Neal’s early scoring in October rocketed Vegas out of the gate to eventually gain the top record in the Western Conference, yet he only ranks fifth in club scoring with 29 points. Meanwhile, the more consistent scorers Jonathan Marchessault (points leader; 40) and William Karlsson (goals leader; 22) would have made better selections.
Also, Vegas head coach Gerard Gallant was previously announced coach of the Pacific Division based on the Knights’ record at the cut-off date.
Don’t get me wrong, Neal and Fleury will be fine in representing the biggest story in hockey this season. However, a young VGK media relations department continues to suffer growing pains.

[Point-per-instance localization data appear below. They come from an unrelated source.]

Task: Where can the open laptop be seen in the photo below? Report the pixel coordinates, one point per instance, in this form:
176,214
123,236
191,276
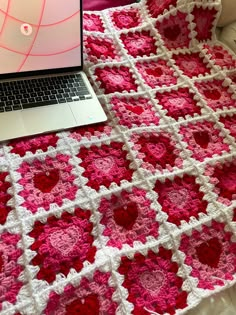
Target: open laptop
42,86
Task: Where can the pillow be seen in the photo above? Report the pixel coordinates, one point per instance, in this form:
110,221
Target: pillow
93,5
228,14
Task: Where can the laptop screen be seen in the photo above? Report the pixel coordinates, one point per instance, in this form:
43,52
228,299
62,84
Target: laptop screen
39,35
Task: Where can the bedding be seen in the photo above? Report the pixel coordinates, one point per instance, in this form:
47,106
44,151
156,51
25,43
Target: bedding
135,215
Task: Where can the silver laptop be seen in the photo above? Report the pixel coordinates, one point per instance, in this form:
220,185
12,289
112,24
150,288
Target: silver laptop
42,86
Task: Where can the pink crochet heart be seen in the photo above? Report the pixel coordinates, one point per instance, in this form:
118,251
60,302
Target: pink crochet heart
104,164
179,197
190,65
172,32
158,150
152,280
46,181
209,252
179,102
65,240
212,94
156,72
135,109
219,55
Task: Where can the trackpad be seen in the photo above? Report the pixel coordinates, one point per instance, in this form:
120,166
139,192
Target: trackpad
11,125
43,119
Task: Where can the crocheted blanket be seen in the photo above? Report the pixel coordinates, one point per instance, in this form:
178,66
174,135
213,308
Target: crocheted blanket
136,215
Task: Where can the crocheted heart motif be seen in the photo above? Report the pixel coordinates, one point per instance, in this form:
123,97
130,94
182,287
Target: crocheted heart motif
46,181
178,197
156,72
202,138
126,216
104,164
65,240
156,149
86,306
172,32
209,252
212,94
152,280
135,109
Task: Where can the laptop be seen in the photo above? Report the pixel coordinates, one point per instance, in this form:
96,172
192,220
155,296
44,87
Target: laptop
42,85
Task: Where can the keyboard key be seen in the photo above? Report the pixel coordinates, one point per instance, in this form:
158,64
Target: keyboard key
69,99
38,104
17,95
11,97
17,107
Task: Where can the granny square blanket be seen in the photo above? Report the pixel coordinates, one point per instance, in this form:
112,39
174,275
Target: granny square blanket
136,215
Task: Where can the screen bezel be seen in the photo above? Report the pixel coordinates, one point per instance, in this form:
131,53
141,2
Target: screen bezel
51,71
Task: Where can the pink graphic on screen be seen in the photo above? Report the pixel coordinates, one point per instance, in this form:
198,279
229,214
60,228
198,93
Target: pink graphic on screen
39,35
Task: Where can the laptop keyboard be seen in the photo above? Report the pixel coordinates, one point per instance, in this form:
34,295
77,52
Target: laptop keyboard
24,94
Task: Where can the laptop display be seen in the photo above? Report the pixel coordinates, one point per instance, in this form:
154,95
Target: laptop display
39,35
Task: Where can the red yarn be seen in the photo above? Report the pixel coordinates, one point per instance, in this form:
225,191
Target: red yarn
126,217
209,252
46,181
89,306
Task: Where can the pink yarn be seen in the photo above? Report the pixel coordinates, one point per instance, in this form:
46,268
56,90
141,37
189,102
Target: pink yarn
56,173
9,268
210,254
136,221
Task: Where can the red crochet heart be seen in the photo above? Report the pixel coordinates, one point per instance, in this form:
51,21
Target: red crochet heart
212,94
157,72
135,109
219,55
202,138
209,252
46,181
87,306
126,216
172,32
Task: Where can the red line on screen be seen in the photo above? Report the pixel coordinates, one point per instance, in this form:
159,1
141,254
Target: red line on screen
6,16
35,37
42,55
42,25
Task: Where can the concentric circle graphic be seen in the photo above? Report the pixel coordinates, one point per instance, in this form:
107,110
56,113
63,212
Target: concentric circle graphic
39,34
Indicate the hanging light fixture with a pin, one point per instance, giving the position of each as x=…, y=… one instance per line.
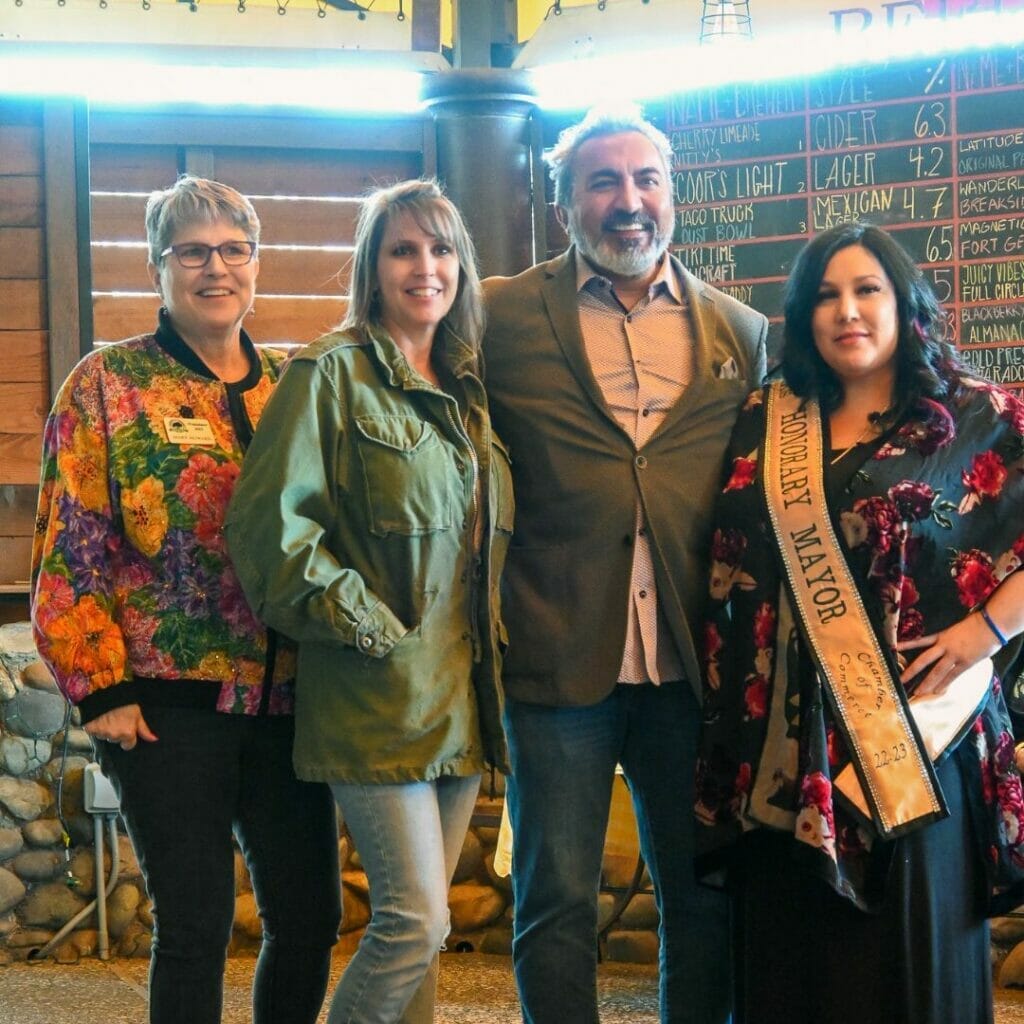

The event will be held Jan. 27-28 at Amalie Arena in Tampa, Fla.
Last week, we explored the possible demise of the Pittsburgh Penguins, which were just one point away from falling into the Metropolitan Division cellar.
So what happens? The Penguins enter their five-day break on a two-game win streak and rise into the second wild card slot.
In the Western Conference, the traditional power on the verge of falling from Lord Stanley’s grace may be the Chicago Blackhawks. Accelerated by the loss of No. 1 goalie Corey Crawford (upper-body injury) since Christmas, and a touch of an off-season by captain Jonathan Toews (only 31 points in 43 games), the Blackhawks were in a similar position as Pittsburgh, standing just a point clear of the last-place (and quickly improving) Colorado Avalanche until nipping Winnipeg, 2-1, last Friday.
Despite an All-Star Game snub to Jamie Benn (linemate Tyler Seguin instead received the berth), the Dallas Stars seem to be in line to gain at least a wild card.
Minnesota owns the remaining postseason berth, but other teams are rising quickly to overtake the Wild.
Buoyed by a six-game win streak that peaked with a road win at No. 1 overall Tampa Bay, the Calgary Flames are on a tear. The top line of wings Johnny Gaudreau and Micheal Ferland (goals in four straight games) around center Sean Monahan ranks among the hottest in hockey.
Veteran goalie Mike Smith has filled in well, giving rookie David Rittich a chance to develop. The kid is now 4-0-1 for a nice jump to his NHL career. Also improving is LW Matthew Tkachuk, who was born in Scottsdale, Ariz.
Also, the Flames may not need a wild card berth after they just skipped past San Jose for the third and final automatic playoff slot from the Pacific Division. However, I am reserving the No. 3 slot for Anaheim, which gets healthier every day, leaving Calgary in the wild card chase.
Colorado, because of the team’s seemingly poor start, failed to collect an All-Star berth. But for end-of-the-year awards, the Central Division may find both Nathan MacKinnon and Mikko Rantanen honored.
MacKinnon is the leading scorer with 52 points, on pace for a 100-point season. Meanwhile, Rantanen, the top ten draft pick in 2015, is on a point-per-game pace and is emerging as a top-flight forward.
The Avalanche entered their break on a 7-1-1 tear, including five wins in their last five to move above .500, capped by a 7-2 pasting of Minnesota.
Last 88 in Philly
On Thursday, Eric Lindros will have his number (88) retired by the Philadelphia Flyers when they entertain Toronto. Lindros, originally drafted by the Quebec Nordiques, tallied 372 goals before concussions ended his career prematurely after just eight seasons. He was NHL scoring champion in 1995. Lindros joined Bobby Clarke (16), Mark Howe (2), Bill Barber (7) and Barry Ashbee (4).
Betting note: The Flyers are 4-0-0 on nights when retiring a former star’s number.